Élaborés en partenariat avec des institutions nationales, ces rapports analytiques évaluent l'égalité des genres, les cadres juridiques et les inégalités socio-économiques sur le continent, traduisant les données en informations pratiques qui aident les décideurs politiques, les partenaires au développement et les équipes du Groupe de la Banque à identifier les opportunités et à élaborer des réponses efficaces, notamment en déterminant où canaliser les financements pour la transformation structurelle de l'Afrique.

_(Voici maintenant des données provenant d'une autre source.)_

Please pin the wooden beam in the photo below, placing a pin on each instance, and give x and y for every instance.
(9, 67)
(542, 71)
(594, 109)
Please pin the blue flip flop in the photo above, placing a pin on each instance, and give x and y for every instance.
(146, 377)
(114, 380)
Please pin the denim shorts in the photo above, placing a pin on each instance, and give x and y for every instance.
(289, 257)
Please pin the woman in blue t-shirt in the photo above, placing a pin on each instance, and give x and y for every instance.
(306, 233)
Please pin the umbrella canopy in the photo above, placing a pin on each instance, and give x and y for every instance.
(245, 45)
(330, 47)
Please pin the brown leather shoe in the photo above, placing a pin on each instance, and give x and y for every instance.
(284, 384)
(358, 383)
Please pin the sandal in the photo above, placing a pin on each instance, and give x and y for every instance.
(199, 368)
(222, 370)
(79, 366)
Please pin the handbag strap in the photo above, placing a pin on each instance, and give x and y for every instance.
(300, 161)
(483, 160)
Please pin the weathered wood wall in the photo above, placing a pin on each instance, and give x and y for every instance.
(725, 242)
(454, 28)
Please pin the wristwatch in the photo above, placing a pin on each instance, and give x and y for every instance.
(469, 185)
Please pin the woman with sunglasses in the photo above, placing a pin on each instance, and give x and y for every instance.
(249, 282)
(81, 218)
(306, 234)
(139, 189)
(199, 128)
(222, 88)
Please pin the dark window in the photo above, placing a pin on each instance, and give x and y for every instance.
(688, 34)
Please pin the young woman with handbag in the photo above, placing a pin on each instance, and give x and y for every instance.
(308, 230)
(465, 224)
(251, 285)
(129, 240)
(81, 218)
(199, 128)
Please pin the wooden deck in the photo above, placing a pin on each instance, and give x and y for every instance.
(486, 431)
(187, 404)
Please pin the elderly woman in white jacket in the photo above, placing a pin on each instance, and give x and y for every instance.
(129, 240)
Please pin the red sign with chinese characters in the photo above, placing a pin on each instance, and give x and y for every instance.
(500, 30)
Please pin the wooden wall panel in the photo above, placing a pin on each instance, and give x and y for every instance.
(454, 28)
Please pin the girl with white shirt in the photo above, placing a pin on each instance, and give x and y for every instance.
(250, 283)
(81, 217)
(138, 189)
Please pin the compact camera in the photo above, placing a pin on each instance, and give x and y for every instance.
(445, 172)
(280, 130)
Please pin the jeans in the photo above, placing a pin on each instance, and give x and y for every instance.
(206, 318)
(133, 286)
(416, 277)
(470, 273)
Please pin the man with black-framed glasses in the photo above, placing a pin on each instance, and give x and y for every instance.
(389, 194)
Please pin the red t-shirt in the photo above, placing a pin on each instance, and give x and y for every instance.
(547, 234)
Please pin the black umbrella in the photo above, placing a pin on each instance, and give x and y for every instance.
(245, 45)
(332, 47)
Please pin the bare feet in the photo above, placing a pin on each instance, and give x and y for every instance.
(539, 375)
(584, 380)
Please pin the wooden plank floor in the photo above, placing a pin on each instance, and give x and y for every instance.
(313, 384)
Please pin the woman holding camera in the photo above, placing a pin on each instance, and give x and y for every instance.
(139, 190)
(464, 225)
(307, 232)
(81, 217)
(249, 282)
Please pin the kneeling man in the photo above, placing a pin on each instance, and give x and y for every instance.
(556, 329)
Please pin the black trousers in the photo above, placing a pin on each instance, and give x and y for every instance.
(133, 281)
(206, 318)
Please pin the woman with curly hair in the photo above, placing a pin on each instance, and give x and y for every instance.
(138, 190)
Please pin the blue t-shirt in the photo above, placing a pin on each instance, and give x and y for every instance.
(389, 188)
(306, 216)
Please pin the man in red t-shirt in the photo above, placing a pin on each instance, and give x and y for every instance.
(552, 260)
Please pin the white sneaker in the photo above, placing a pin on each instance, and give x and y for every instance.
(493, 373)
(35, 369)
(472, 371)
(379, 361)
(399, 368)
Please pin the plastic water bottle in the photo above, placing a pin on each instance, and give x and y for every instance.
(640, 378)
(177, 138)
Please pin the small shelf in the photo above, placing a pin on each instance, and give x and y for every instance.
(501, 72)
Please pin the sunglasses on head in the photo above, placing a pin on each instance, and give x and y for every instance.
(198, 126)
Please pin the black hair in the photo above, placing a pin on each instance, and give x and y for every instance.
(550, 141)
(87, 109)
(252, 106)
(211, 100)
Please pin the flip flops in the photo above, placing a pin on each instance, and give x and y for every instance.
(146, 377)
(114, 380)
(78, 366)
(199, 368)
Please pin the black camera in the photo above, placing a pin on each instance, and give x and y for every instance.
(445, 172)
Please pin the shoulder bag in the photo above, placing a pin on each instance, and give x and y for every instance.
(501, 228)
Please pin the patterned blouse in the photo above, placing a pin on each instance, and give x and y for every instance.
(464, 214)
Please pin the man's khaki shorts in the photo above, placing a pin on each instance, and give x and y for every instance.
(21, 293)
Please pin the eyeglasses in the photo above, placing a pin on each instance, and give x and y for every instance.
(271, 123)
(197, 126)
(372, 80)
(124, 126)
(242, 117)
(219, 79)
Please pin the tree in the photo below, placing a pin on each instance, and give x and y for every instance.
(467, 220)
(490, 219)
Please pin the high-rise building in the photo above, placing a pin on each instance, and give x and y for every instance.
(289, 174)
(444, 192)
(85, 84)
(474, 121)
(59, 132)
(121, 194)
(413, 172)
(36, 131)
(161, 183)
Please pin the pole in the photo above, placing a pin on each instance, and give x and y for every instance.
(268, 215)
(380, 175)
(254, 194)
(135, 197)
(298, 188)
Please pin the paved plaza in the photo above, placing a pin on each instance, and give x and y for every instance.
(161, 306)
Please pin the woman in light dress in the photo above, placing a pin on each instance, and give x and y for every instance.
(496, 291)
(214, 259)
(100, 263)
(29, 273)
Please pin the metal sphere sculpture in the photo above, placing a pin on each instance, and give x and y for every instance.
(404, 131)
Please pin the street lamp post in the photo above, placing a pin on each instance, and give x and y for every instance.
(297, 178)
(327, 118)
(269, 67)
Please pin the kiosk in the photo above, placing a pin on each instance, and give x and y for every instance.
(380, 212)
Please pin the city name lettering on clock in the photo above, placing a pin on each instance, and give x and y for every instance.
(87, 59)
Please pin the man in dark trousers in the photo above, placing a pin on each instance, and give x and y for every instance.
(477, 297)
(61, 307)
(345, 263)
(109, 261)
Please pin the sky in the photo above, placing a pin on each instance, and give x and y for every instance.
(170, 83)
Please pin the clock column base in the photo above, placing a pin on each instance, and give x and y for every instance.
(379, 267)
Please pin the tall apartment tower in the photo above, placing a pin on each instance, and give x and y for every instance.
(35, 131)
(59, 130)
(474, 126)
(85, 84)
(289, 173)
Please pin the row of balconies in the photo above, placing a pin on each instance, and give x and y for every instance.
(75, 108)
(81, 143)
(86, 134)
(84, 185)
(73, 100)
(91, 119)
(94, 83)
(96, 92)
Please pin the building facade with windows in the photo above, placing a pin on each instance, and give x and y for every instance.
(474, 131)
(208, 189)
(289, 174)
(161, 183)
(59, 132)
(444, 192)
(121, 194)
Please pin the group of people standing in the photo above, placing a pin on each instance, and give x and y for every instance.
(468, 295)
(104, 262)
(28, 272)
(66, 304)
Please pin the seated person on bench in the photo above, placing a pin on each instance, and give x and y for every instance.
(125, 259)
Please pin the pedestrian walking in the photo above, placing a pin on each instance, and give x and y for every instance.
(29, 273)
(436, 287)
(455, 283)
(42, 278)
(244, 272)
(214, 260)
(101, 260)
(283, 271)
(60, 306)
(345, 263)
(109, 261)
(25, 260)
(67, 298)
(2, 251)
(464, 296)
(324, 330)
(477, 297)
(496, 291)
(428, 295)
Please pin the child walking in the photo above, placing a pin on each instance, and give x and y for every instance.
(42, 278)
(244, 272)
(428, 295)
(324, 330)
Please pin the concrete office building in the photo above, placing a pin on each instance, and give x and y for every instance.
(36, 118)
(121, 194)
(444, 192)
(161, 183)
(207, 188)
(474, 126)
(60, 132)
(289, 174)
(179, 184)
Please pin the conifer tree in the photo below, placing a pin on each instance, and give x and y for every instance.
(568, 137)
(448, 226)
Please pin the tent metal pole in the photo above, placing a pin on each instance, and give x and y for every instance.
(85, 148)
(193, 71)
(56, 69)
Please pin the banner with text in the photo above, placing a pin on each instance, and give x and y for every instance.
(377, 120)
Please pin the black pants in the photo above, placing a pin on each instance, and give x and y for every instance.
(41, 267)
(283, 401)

Ancrés dans les réalités propres à chaque pays, ces profils éclairent les décisions concrètes, qu'il s'agisse d'élargir l'accès au financement, de renforcer les institutions ou de créer de meilleures opportunités pour les femmes et les jeunes. Alors que la Banque se prépare pour ses Assemblées annuelles de 2026 à Brazzaville, placées sous le thème « Mobiliser des ressources à grande échelle pour le financement du développement de l'Afrique dans un monde fragmenté », ces données probantes viennent directement étayer les Quatre points cardinaux de l'institution, notamment la mobilisation de capitaux à grande échelle et l'exploitation du dividende démographique de l'Afrique.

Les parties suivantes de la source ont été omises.